Real-time Data Streaming to Kafka with MaxScale CDC

The new Change Data Capture (CDC) protocol modules in MaxScale 2.0.0 can be used to convert binlog events into easy to stream data. These streams can be guided to other systems for further processing and in-depth analysis.

In this article, we set up a simple Kafka broker on CentOS 7 and publish changes in the database as JSON with the help of the new CDC protocol in MaxScale.

The tools we’ll be using require Python 3, the pip Python package manager and the kafka-python package. You can install them with the following commands on CentOS 7.

sudo yum install epel-release
sudo yum install python34
curl https://bootstrap.pypa.io/get-pip.py|sudo python3.4
sudo pip3 install kafka-python

Note: CentOS 7 Python 3 package is broken and requires manual installation of the pip3 packager (seen in step three).

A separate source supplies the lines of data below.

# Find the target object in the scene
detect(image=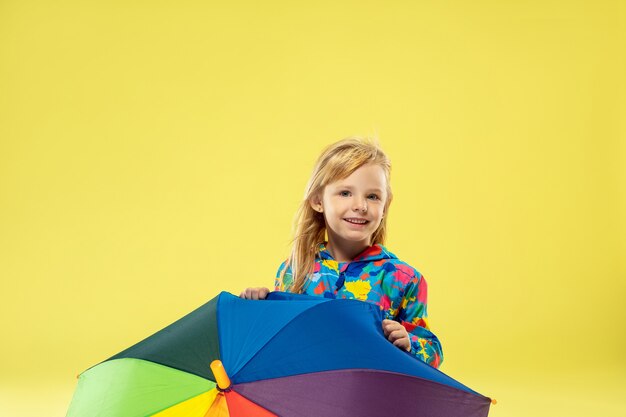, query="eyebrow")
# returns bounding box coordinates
[337,184,383,194]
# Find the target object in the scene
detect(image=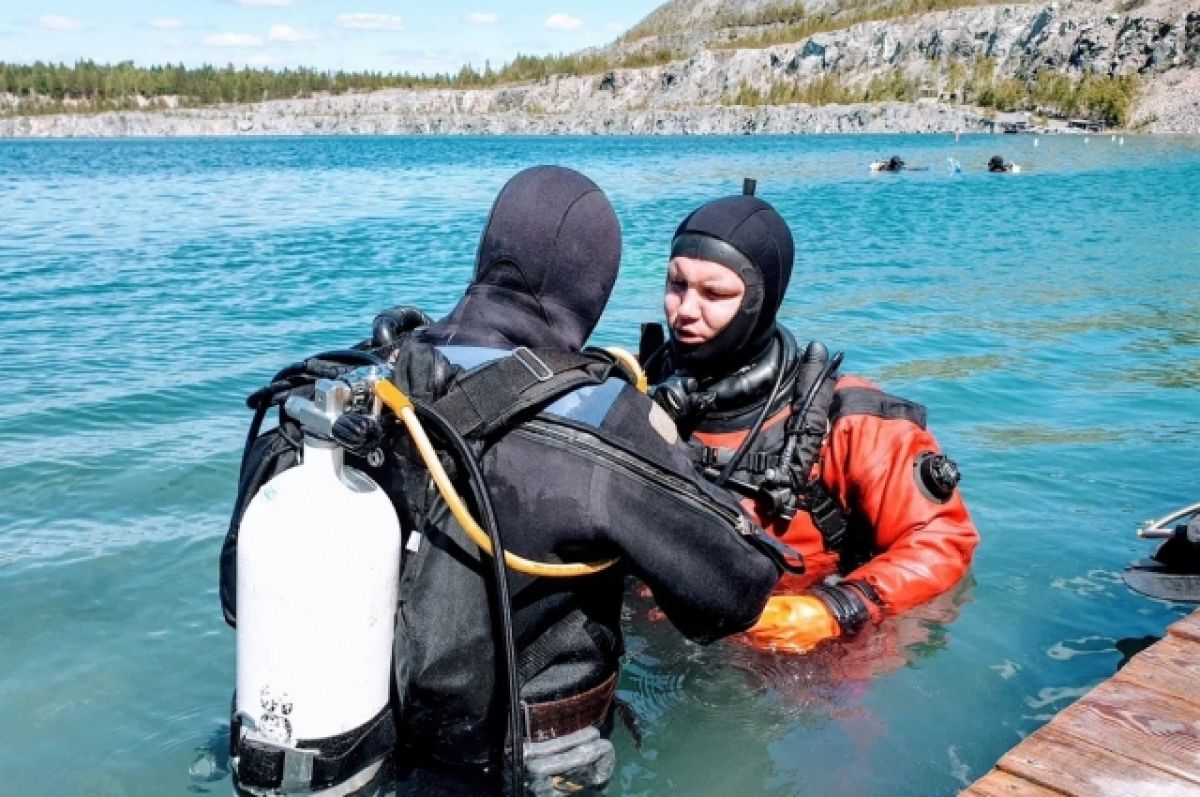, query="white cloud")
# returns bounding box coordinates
[337,13,404,30]
[546,13,583,30]
[204,34,263,47]
[37,14,83,30]
[266,25,320,44]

The environment consists of one MariaDB 10.0 master, MaxScale and one Kafka broker inside a docker container. We’ll be running all the components (mysqld, maxscale, docker) on the same machine to make the setup and testing easier.

Configuring the Database

We start off by configuring the master server with row based replication by adding the following lines to its configuration file.

log-bin=binlog
binlog_format=row
binlog_row_image=full

With row based replication, all replication events contain the modified data. This information can be used to reconstruct each change in data as it happens. The MaxScale CDC protocol router, avrorouter, reads this information from the binary logs and converts it into the easy-to-process and compact Avro format.

Configuring MaxScale

The next step is to configure MaxScale. We add two services to the configuration, one for reading the binary logs from the master and another for converting them into JSON and streaming them to the clients.

The first service, named Binlog Service, registers as a slave to the MariaDB master and starts to read replication events. These events are stored to a local cache where the second service, named CDC Service, converts them into Avro format files (we’ll configure that later).

Here’s the configuration entry for the Binlog Service.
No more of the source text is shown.